All this adversity, affliction, pain, and death stems
from one basic cause: the world is fallen. Since the moment of man’s initial
rebellion against God we have lived under a curse (Gen. 2:17; 3:16-19). Though
unwillingly subjected to futility, even the material creation groans as it
awaits eventual rebirth (Rom. 8:20-22). But for the present, as Bob Dylan’s
ballad captures well, “Everything is broken.”[i]
Yet there is good news in the middle of this mess. God’s
answer to the brokenness of our world was not to abandon and give up on it, but
to redeem it. By sending his Son to bear the dreadful curse of our sin (Gal.
3:13), and then raising him from the dead, God has inaugurated the new creation
(1 Cor. 15:20-28).
Our God is a Suffering God
Any discussion of human suffering rightly begins with a
two-part recognition. First, suffering is an alien invasion into God’s good
creation that results from human rebellion and sin. Second, suffering is
addressed by our saving God in the cross and empty tomb of Jesus. This second reality
asserts something remarkable: when God allowed sin to enter this world, even he
was affected. It is not only humanity that has suffered as a result of sin. God
himself chose to suffer both with us and for us, in order to rescue and redeem
the good world he created. As D. A.
Carson thoughtfully writes:
When Christians think seriously about
evil and suffering, one of the paramount reasons we are so sure that God is to
be trusted is because he sent his Son to suffer cruelly on our behalf. Jesus
Christ, the Son who is to be worshiped as God, God’s own agent in creation
(John 1:2-3), suffered an excruciatingly odious and ignominious death. The God
on whom we rely knows what suffering is all about, not merely in the way that
God knows everything, but by experience.[ii]

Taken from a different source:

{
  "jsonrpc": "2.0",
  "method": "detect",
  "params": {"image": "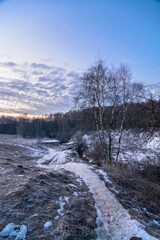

The ultimate answer to human suffering, then, is in the
suffering of God himself through the cross. The letter of Hebrews says that
Jesus was “crowned with glory and honor because of the suffering of death, so
that by the grace of God he might taste death for everyone” (Heb. 2:9). God,
the eternal one, the source of all life, suffered the taste of death; his plan
for bringing many sons to glory was only accomplished by making “the founder of
[our] salvation perfect through suffering” (Heb. 2:10; cf. 5:10). This means
Jesus is a high priest who sympathizes with our weaknesses, since “in every
respect [he] has been tempted as we are, yet without sin” (Heb. 4:15; cf. 2:18).
Jesus knows our pain.
Our God, revealed in Jesus Christ, is unique among the
religions of the world. He alone has entered into the reality of our suffering.